Gracias por el interés y por preguntarme. Te confieso que me pones en un aprieto. Participo en algún blog en el que a veces nos hemos permitido el hablar de estas cosas. Y, a pesar de que el tema encaja perfectamente con nuestros intereses –analizar los vínculos entre lo religioso/sacro y la violencia–, esta vez nos hemos permitido el lujo de no publicar ningún comentario. ¿Por qué? Pues por falta de tiempo para poder analizar la avalancha de información y para no repetir el consabido «Je suis Charlie Hebdo» sin más ni más –que no hubiera sido poco–.

Voy a intentar responder a lo que planteas. Primero voy a intentar estructurar y reformular tus preguntas, para organizar un poco las respuestas. Creo que lo que quieres decir es ¿por qué?, es decir, ¿cómo es posible que pase esto hoy, aquí…? Y, una vez ha pasado, ¿qué hemos de hacer?

A la primera pregunta no basta con decir que son unos desequilibrados. No todo desequilibrado coge un arma y va a pegar tiros a la redacción de un semanario. Hay una situación social, un determinado estado del mundo, de las cosas –es decir, el cómo-va-el-mundo–, que posibilita que esto suceda y que suceda con irritante frecuencia –no es el primer atentado ni, por desgracia, es probable que sea el último–. En este escenario en el que era probable que esto sucediera, han jugado un papel muy importante las ideologías y las religiones. Sobre esto podríamos escribir ríos de tinta, páginas y páginas, sin sacar mucho en claro. Voy a intentar sintetizar cómo veo yo las cosas –si quieres profundizar, la bibliografía es casi infinita–.

La religión, entendida en sentido general, funciona como aglutinante social. Como el aglutinante social. El ser humano nace en torno al sacrificio –¿a los dioses?– de un individuo de su misma comunidad. Es más, la comunidad nace durante y tras ese sacrificio. Todas las religiones –te pido un voto de confianza aquí para no hacer demasiado largo esto: créeme cuando digo todas– tienen en sus relatos de origen algo que podría recordar a este sacrificio que vamos a llamar fundacional.

Para que lo entiendas más fácilmente: es como si al matar la víctima sacrificial, al chivo expiatorio, las cosas cobraran sentido, como diciendo: «ok, ahora todo tiene sentido, este o esta tenían la culpa, era necesario matarlos, ahora su sangre nos curará». Como si al realizar el sacrificio todo cobrara sentido. En su desquiciado sentido del mundo, para los terroristas es así. En su muy desquiciado sentido del mundo. Que no es tan distinto del nuestro pensando que sin esta gente estaríamos mejor.
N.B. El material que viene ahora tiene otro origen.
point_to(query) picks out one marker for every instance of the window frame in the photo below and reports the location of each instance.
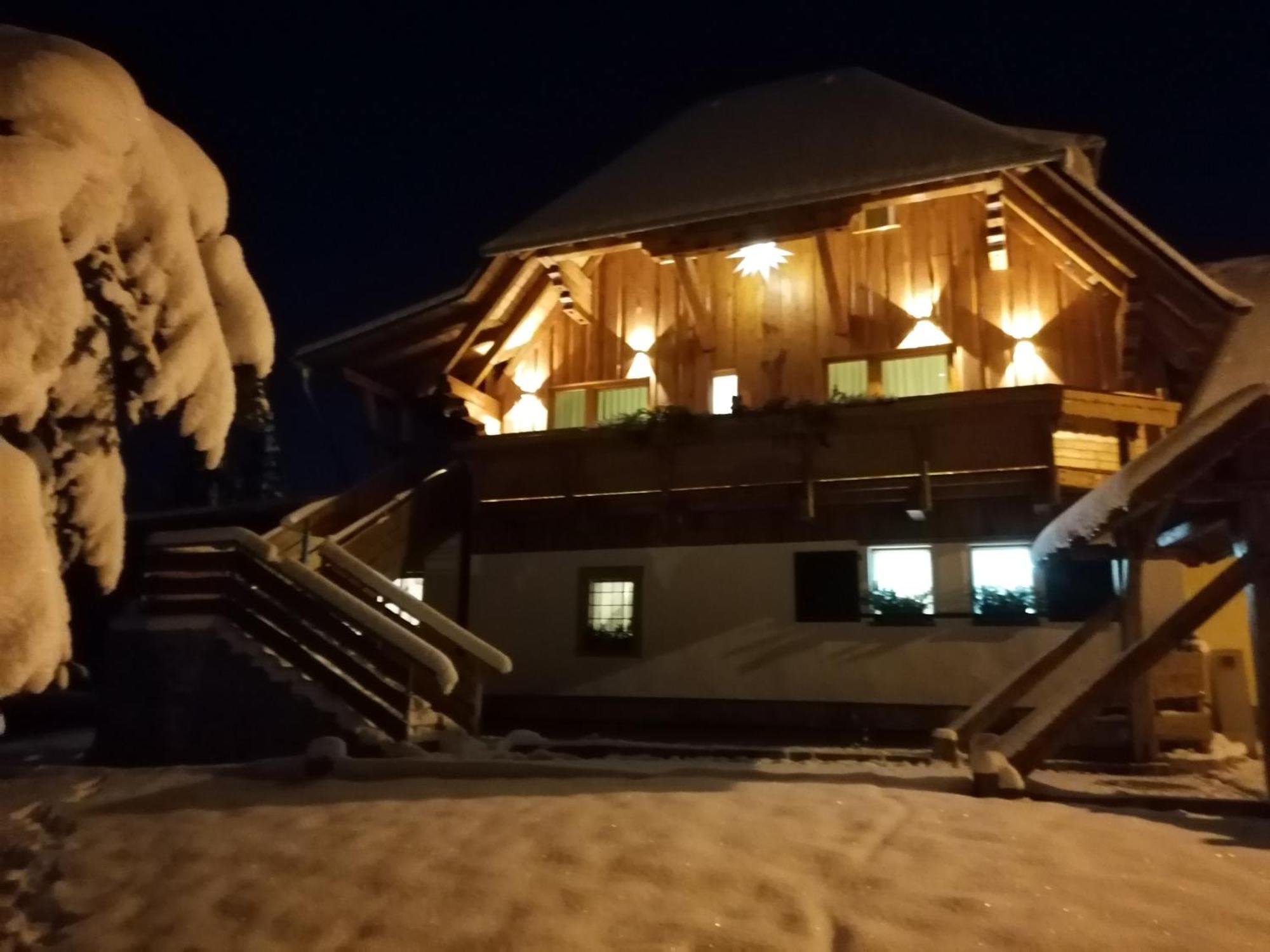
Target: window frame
(1004, 618)
(877, 359)
(589, 644)
(716, 376)
(925, 618)
(592, 389)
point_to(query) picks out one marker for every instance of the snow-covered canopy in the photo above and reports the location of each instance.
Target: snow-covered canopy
(1229, 404)
(120, 291)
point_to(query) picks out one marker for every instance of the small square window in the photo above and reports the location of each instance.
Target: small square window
(723, 390)
(1004, 582)
(901, 582)
(610, 612)
(827, 587)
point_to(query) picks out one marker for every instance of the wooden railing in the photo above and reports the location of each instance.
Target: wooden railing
(338, 639)
(947, 439)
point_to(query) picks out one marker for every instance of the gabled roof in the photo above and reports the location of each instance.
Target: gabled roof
(780, 145)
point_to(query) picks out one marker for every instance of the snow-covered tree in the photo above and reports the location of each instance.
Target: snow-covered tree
(121, 298)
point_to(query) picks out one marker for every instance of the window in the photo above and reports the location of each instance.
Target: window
(1078, 588)
(1003, 582)
(570, 409)
(723, 390)
(827, 587)
(915, 376)
(599, 403)
(615, 403)
(914, 373)
(901, 582)
(849, 379)
(411, 586)
(610, 614)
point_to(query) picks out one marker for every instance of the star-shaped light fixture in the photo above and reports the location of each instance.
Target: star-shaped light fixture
(763, 258)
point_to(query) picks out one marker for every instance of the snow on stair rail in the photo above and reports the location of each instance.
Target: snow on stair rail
(426, 614)
(363, 615)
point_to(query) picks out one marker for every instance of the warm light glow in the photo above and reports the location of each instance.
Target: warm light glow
(763, 260)
(529, 379)
(1027, 366)
(723, 389)
(921, 305)
(528, 416)
(641, 369)
(925, 333)
(642, 340)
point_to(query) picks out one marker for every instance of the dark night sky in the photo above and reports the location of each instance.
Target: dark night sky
(371, 149)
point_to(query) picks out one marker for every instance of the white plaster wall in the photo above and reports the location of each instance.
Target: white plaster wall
(719, 624)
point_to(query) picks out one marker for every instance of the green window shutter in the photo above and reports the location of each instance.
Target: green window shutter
(849, 379)
(617, 403)
(570, 409)
(915, 376)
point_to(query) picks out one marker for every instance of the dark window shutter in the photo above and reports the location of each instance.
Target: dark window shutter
(827, 587)
(1078, 588)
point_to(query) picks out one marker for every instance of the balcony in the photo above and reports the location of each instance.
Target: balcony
(930, 444)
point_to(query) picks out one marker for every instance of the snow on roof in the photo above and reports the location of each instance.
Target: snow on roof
(1236, 389)
(785, 144)
(1244, 357)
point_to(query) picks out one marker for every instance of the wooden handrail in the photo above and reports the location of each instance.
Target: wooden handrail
(985, 713)
(1031, 741)
(426, 614)
(305, 578)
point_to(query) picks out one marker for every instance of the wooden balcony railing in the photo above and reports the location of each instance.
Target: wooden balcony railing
(962, 437)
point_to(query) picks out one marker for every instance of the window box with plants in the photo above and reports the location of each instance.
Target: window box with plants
(1004, 606)
(890, 607)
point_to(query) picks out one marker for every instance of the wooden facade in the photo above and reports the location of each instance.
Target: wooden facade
(843, 294)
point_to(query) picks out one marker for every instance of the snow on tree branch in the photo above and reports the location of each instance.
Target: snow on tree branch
(121, 298)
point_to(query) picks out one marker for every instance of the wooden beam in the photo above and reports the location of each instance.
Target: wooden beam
(483, 400)
(1032, 741)
(841, 321)
(1023, 204)
(989, 710)
(575, 288)
(498, 295)
(538, 289)
(688, 271)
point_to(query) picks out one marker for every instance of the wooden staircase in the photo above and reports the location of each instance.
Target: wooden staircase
(1037, 736)
(302, 602)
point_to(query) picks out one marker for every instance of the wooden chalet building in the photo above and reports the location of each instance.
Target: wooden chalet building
(768, 412)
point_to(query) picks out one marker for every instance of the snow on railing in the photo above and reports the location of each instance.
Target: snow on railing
(305, 578)
(426, 614)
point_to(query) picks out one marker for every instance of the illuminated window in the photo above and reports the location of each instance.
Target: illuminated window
(411, 586)
(901, 581)
(723, 390)
(849, 379)
(610, 611)
(915, 376)
(1004, 582)
(615, 403)
(570, 409)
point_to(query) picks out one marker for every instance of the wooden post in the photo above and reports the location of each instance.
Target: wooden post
(1142, 705)
(1255, 519)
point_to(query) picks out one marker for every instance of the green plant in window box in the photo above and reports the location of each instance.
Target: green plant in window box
(1001, 606)
(890, 607)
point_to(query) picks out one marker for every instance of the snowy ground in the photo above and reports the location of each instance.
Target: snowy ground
(190, 860)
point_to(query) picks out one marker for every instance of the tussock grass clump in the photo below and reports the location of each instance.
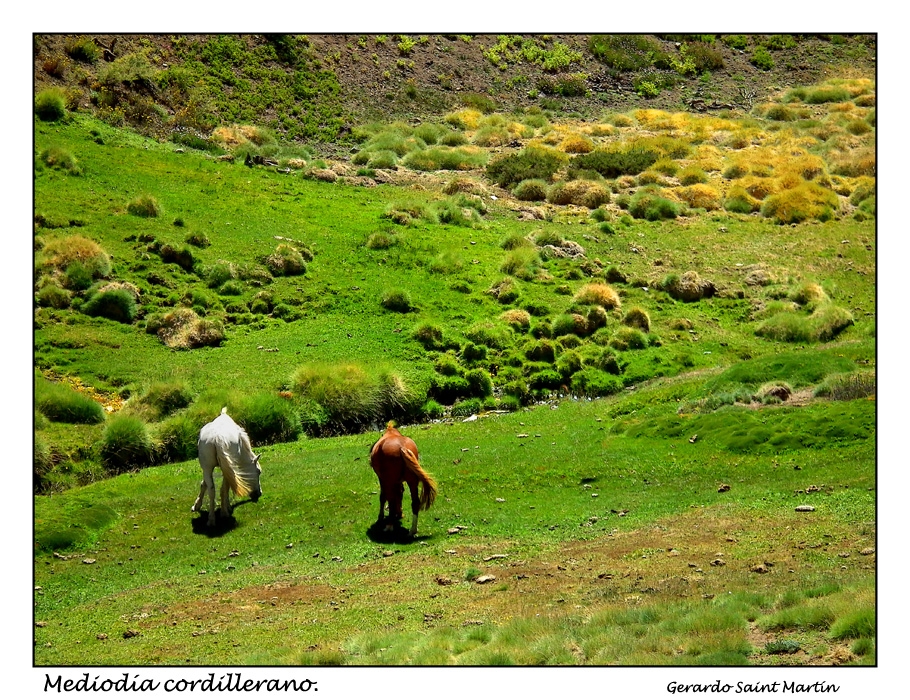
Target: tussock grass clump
(689, 286)
(701, 197)
(115, 302)
(847, 386)
(600, 294)
(506, 290)
(50, 105)
(582, 193)
(531, 190)
(397, 300)
(60, 158)
(183, 329)
(806, 201)
(518, 319)
(637, 317)
(63, 404)
(287, 260)
(650, 204)
(739, 201)
(59, 254)
(522, 262)
(824, 324)
(531, 163)
(144, 206)
(347, 396)
(126, 444)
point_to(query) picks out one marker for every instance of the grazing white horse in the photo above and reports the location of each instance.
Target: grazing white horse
(223, 443)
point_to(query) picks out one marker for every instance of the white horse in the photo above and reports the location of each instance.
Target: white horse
(223, 443)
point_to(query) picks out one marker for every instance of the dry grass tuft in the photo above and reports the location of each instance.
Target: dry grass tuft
(600, 294)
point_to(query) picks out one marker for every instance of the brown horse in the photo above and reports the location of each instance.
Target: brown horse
(394, 459)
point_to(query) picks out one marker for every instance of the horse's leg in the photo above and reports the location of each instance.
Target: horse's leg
(415, 504)
(210, 485)
(225, 498)
(198, 503)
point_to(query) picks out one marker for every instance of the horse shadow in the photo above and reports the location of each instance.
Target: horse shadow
(397, 535)
(222, 525)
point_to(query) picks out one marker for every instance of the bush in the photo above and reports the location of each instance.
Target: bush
(268, 419)
(50, 105)
(531, 191)
(53, 296)
(63, 404)
(595, 382)
(599, 294)
(349, 397)
(397, 300)
(55, 157)
(636, 317)
(165, 398)
(806, 201)
(616, 161)
(126, 444)
(182, 329)
(144, 206)
(531, 163)
(648, 203)
(115, 304)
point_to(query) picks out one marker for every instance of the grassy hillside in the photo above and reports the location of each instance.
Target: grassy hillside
(630, 337)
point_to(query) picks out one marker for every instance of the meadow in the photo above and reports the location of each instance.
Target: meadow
(637, 353)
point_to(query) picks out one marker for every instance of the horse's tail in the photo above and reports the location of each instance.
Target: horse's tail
(428, 488)
(237, 483)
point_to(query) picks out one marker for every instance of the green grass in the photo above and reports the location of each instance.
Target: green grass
(598, 506)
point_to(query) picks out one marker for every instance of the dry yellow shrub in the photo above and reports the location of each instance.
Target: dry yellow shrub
(701, 196)
(576, 143)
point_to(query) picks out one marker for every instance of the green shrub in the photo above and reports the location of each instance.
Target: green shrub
(126, 444)
(531, 191)
(847, 386)
(82, 49)
(63, 404)
(594, 382)
(531, 163)
(286, 260)
(268, 418)
(56, 157)
(429, 335)
(115, 304)
(615, 161)
(165, 398)
(53, 296)
(144, 206)
(649, 204)
(50, 105)
(177, 437)
(397, 300)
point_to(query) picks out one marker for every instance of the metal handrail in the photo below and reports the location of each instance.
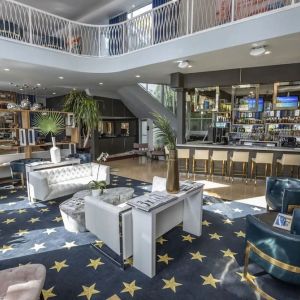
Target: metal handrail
(169, 21)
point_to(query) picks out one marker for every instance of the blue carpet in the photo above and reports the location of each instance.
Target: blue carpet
(187, 267)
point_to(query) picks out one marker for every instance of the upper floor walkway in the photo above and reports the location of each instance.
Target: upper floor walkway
(173, 20)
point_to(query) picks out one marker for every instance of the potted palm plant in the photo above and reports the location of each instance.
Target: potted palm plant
(86, 113)
(50, 123)
(168, 136)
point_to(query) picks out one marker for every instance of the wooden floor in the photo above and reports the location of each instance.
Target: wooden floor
(144, 169)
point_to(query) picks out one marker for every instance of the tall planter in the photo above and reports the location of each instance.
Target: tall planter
(55, 152)
(172, 185)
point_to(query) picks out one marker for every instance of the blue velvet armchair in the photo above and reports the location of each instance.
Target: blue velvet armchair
(283, 194)
(275, 251)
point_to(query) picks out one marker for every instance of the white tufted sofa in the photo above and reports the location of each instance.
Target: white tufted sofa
(58, 182)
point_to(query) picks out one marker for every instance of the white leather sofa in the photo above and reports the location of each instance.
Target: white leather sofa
(58, 182)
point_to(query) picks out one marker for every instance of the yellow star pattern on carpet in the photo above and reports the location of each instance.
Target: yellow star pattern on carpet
(57, 219)
(164, 258)
(215, 236)
(48, 293)
(210, 280)
(130, 288)
(251, 277)
(240, 233)
(95, 263)
(99, 243)
(171, 284)
(161, 240)
(197, 256)
(206, 223)
(6, 248)
(88, 291)
(188, 238)
(34, 220)
(228, 253)
(58, 265)
(22, 232)
(69, 245)
(8, 221)
(228, 221)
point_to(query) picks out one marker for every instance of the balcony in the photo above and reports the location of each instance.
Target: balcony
(171, 21)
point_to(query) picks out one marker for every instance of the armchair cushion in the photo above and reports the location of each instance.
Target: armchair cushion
(275, 245)
(295, 227)
(275, 187)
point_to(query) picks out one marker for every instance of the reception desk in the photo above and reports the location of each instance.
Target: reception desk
(277, 151)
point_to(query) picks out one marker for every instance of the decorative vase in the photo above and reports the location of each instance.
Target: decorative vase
(55, 152)
(96, 193)
(172, 185)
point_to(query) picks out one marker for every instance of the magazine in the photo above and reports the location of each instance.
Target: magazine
(283, 221)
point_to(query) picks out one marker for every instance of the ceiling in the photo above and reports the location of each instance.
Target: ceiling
(86, 11)
(285, 50)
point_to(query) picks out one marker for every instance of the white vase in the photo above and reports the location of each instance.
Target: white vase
(96, 193)
(55, 152)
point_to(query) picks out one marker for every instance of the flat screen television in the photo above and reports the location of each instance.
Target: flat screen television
(252, 104)
(287, 102)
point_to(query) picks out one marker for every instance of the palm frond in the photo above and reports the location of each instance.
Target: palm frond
(164, 131)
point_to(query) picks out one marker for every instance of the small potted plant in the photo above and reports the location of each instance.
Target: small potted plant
(97, 187)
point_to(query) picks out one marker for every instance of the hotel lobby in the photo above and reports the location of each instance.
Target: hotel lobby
(149, 149)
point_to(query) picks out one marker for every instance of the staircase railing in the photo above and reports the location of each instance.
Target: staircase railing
(172, 20)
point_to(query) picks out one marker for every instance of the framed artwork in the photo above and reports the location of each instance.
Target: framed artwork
(31, 137)
(22, 137)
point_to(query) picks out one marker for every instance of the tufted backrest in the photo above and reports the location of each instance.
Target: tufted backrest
(66, 173)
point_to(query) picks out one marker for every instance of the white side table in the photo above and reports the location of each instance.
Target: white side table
(147, 226)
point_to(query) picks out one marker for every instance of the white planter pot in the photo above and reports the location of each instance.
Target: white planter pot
(55, 153)
(96, 193)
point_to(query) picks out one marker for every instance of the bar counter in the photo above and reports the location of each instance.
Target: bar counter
(278, 152)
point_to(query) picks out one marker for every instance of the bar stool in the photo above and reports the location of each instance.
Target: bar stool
(200, 156)
(219, 156)
(239, 157)
(289, 160)
(184, 154)
(263, 159)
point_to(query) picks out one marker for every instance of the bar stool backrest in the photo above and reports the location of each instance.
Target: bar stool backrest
(219, 155)
(264, 158)
(239, 156)
(291, 159)
(183, 153)
(201, 154)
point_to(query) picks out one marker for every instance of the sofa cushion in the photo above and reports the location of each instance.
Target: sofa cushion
(68, 187)
(59, 175)
(24, 282)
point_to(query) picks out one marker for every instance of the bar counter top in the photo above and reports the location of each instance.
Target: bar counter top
(237, 147)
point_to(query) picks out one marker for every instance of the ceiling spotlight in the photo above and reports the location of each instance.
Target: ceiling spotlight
(258, 51)
(183, 64)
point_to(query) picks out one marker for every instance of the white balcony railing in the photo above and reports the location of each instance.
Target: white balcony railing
(169, 21)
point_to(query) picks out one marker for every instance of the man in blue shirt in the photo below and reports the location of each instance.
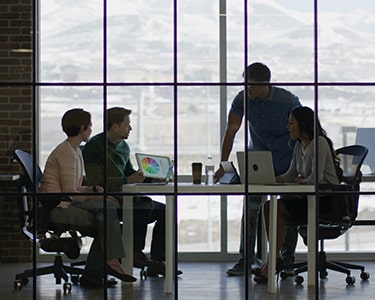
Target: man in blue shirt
(268, 112)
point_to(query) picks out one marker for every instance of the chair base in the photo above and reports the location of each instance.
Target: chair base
(325, 264)
(58, 269)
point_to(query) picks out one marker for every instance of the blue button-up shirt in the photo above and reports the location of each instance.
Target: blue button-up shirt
(268, 120)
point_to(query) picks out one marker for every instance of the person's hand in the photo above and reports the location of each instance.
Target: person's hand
(114, 200)
(279, 179)
(136, 177)
(218, 174)
(300, 180)
(99, 189)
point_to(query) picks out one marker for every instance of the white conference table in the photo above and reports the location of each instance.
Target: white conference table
(192, 189)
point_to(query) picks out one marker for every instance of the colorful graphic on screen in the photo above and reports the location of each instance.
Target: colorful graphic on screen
(150, 165)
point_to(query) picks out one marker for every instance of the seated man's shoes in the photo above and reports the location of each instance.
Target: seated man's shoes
(237, 270)
(122, 277)
(140, 260)
(95, 282)
(260, 279)
(157, 269)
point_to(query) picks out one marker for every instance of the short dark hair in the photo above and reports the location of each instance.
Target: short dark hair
(74, 119)
(258, 71)
(116, 115)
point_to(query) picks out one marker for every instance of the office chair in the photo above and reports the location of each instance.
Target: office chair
(339, 216)
(50, 239)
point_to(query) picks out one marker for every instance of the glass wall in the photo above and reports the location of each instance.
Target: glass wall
(163, 59)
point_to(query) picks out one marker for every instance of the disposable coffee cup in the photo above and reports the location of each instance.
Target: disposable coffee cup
(197, 172)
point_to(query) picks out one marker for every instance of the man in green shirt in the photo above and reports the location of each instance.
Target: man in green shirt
(121, 171)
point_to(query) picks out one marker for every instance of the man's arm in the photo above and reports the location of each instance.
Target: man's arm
(233, 125)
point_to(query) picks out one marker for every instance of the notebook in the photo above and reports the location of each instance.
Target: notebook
(155, 166)
(366, 137)
(260, 167)
(230, 173)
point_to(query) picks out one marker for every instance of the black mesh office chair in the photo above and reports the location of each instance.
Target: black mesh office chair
(48, 239)
(339, 216)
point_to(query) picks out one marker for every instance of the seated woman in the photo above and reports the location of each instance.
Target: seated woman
(63, 173)
(292, 209)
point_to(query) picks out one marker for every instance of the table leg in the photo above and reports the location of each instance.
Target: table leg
(169, 243)
(127, 233)
(311, 240)
(271, 285)
(264, 237)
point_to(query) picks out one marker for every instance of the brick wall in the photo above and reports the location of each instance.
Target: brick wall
(15, 118)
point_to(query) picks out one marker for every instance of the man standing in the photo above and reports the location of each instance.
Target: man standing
(120, 171)
(267, 115)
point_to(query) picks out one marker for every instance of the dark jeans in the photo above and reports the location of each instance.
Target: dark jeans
(287, 252)
(147, 211)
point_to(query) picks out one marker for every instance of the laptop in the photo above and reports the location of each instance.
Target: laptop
(366, 137)
(155, 166)
(230, 173)
(260, 167)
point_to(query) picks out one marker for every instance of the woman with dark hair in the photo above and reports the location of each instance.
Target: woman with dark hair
(63, 173)
(292, 209)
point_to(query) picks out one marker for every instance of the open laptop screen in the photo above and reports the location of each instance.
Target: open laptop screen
(260, 167)
(153, 166)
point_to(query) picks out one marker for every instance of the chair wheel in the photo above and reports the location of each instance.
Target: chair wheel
(67, 288)
(298, 279)
(365, 275)
(75, 278)
(143, 274)
(323, 274)
(283, 275)
(17, 285)
(350, 280)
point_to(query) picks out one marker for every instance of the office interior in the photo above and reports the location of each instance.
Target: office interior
(177, 65)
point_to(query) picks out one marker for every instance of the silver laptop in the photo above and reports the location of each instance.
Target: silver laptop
(155, 166)
(366, 137)
(260, 167)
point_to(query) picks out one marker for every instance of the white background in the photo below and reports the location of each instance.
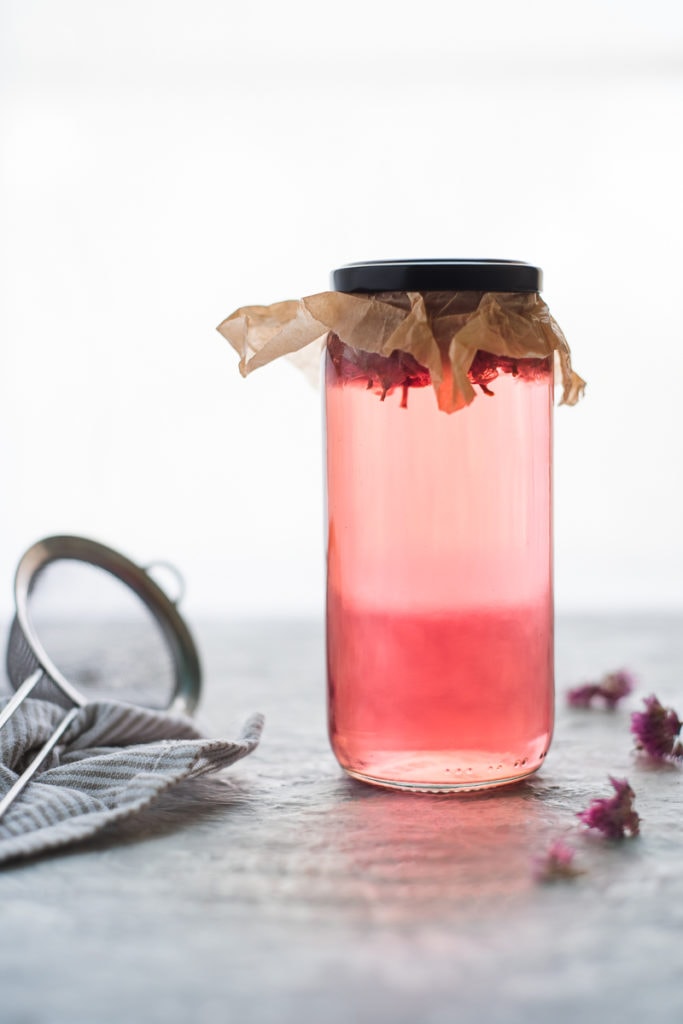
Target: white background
(164, 163)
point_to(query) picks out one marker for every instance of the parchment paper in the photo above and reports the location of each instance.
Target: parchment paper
(442, 331)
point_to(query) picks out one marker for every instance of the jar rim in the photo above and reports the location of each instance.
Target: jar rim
(437, 275)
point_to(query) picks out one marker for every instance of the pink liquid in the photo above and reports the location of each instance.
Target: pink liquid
(439, 582)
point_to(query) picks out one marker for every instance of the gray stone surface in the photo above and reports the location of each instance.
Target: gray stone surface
(294, 894)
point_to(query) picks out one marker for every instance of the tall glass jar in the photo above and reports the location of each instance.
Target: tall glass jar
(439, 600)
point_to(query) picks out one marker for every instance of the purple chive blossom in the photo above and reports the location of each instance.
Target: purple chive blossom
(614, 815)
(556, 863)
(611, 688)
(656, 730)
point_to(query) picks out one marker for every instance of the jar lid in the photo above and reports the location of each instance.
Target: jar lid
(438, 275)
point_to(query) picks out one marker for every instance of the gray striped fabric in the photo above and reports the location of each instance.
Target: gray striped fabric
(113, 761)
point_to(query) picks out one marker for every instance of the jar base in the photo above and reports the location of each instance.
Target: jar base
(442, 787)
(444, 772)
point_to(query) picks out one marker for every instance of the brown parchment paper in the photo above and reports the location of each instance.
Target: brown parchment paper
(441, 330)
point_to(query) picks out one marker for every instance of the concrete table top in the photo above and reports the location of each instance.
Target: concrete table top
(294, 894)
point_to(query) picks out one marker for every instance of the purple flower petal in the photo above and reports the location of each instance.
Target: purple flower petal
(656, 730)
(613, 816)
(611, 688)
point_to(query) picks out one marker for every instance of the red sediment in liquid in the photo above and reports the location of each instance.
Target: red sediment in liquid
(439, 577)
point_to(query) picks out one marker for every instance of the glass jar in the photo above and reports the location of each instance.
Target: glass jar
(439, 600)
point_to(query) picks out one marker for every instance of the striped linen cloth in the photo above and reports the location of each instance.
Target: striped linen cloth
(112, 762)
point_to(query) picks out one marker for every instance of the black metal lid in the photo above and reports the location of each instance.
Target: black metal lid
(438, 275)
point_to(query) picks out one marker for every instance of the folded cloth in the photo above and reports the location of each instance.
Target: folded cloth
(113, 761)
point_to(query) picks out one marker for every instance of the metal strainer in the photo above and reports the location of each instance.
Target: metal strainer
(91, 624)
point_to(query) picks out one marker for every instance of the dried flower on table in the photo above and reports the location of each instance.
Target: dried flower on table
(611, 688)
(657, 730)
(613, 816)
(556, 863)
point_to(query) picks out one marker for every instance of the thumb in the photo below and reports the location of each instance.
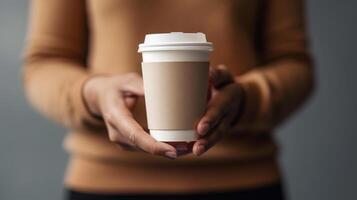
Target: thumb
(220, 76)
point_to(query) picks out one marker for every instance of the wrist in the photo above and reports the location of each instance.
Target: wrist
(90, 96)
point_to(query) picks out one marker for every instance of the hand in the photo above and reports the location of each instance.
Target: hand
(112, 97)
(223, 110)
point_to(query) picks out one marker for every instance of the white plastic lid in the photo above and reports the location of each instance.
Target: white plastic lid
(175, 41)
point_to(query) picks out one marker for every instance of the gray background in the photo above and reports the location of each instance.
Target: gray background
(319, 151)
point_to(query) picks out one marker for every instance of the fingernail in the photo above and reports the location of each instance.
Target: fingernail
(200, 150)
(171, 154)
(204, 129)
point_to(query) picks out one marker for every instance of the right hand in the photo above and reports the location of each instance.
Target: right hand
(112, 97)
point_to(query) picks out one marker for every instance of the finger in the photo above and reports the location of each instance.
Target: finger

Las religiones sirven para mantener a las masas en torno a una víctima, un enemigo, un chivo expiatorio sobre el que descargar las culpas y los males de nuestras vidas. En medio de todo esto, el cristianismo revela que todo esto es un callejón sin salida: ante la presión y la presencia del otro cabe solo una posibilidad y es siempre violenta: o matar o dejarse matar. Revela que la violencia es humana, muy humana, y que no tiene nada de divina –como algunas religiones e incluso versiones del cristianismo han mantenido–. Revela que nos construimos dioses a nuestra medida a través de este mecanismo victimario.

Hoy en día la herencia de esta revelación cristiana nos permite vivir en una relativa paz en Occidente. Sí, es cierto que junto con las versiones pacificadoras del cristianismo han convivido versiones más o menos violentas y fundamentalistas. Pero esta revelación es la base de nuestra sociedad: saber que el otro es ya de antes inocente, que Cristo lo hizo inocente y que si el otro muere tengo yo culpa de su muerte.

¿Qué tiene que ver todo esto con los atentados del otro día? Voy a intentar mostrártelo de forma muy sencilla.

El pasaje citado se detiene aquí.